Running Searches Using Splunk’s REST API: Part Two

By Jon Walthour, Senior Technical Architect

In Part One of this blog, I discussed Splunk’s REST API interface and how it can be used to run searches against Splunk event data. In Part One, I demonstrated how to interact with the Splunk REST API to run searches using the Linux cURL app. In Part Two, I’ll take a dive into how to run searches via the REST API utilizing Python.

For interacting with Splunk through Python, Splunk provides a SDK to abstract some of the more basic methods for Splunk interaction. Mind you, the SDK is not necessary to successfully interact with Splunk via REST and Python, but it does make that interaction much easier.

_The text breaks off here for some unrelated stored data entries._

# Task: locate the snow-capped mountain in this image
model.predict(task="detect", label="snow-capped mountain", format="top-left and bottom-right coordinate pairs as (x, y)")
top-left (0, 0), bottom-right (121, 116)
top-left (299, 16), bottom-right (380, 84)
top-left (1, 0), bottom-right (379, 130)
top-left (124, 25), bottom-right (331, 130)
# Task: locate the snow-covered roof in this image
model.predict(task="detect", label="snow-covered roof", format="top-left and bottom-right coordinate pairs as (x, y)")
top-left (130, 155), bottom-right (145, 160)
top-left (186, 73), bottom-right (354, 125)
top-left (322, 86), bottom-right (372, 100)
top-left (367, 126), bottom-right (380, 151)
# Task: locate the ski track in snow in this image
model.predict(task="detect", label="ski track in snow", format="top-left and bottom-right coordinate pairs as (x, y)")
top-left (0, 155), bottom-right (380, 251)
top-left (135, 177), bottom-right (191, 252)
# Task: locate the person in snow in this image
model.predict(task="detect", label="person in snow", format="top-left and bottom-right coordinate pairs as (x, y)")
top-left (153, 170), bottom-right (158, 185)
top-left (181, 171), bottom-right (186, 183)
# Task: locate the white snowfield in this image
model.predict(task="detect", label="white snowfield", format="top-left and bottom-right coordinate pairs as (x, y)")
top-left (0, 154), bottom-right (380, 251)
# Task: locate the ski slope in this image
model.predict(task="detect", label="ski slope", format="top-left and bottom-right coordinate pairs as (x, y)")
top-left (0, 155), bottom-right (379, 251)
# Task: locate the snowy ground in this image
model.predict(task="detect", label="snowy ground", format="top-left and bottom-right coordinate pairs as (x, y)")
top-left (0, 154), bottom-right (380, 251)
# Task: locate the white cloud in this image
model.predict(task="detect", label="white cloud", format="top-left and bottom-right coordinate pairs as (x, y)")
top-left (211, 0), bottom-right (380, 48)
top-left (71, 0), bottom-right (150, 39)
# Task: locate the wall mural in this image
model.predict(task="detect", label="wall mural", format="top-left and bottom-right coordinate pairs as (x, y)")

Setting Up Your Development Environment

So, let’s first set up our development environment. Using your git tool of choice, clone the Splunk Python SDK from here: https://github.com/splunk/splunk-sdk-python.git. As of the current 2.0.1 release, you’ll also need to install into your Python libraries if you don’t already have it the Python deprecation modules. Once you’ve done those two things, you can cp the “splunklib” directory and contents out of the “splunk-sdk-python” folder as that is all you need from it. What I do on a Linux host is to run the following in an empty directory:

git clone https://github.com/splunk/splunk-sdk-python.git 
cp -R splunk-sdk-python/splunklib . 
pip install deprecation

and I’m ready to go.

Now, in our new development context, open new Python (.py) file. We’ll need to start by importing two modules in the Splunk Python SDK “splunklib”, client and results.

import sys 
import splunklib.client as client 
import splunklib.results as results 
from time import sleep

The “client” module provides objects and collections for authenticating to and interacting with a Splunk instance over its management port (default port 8089). The “results” module provides a reader for streaming results in CSV, JSON or XML to a client’s environment from the Splunk search head. For running adhoc searches, these are the only two modules we’ll need.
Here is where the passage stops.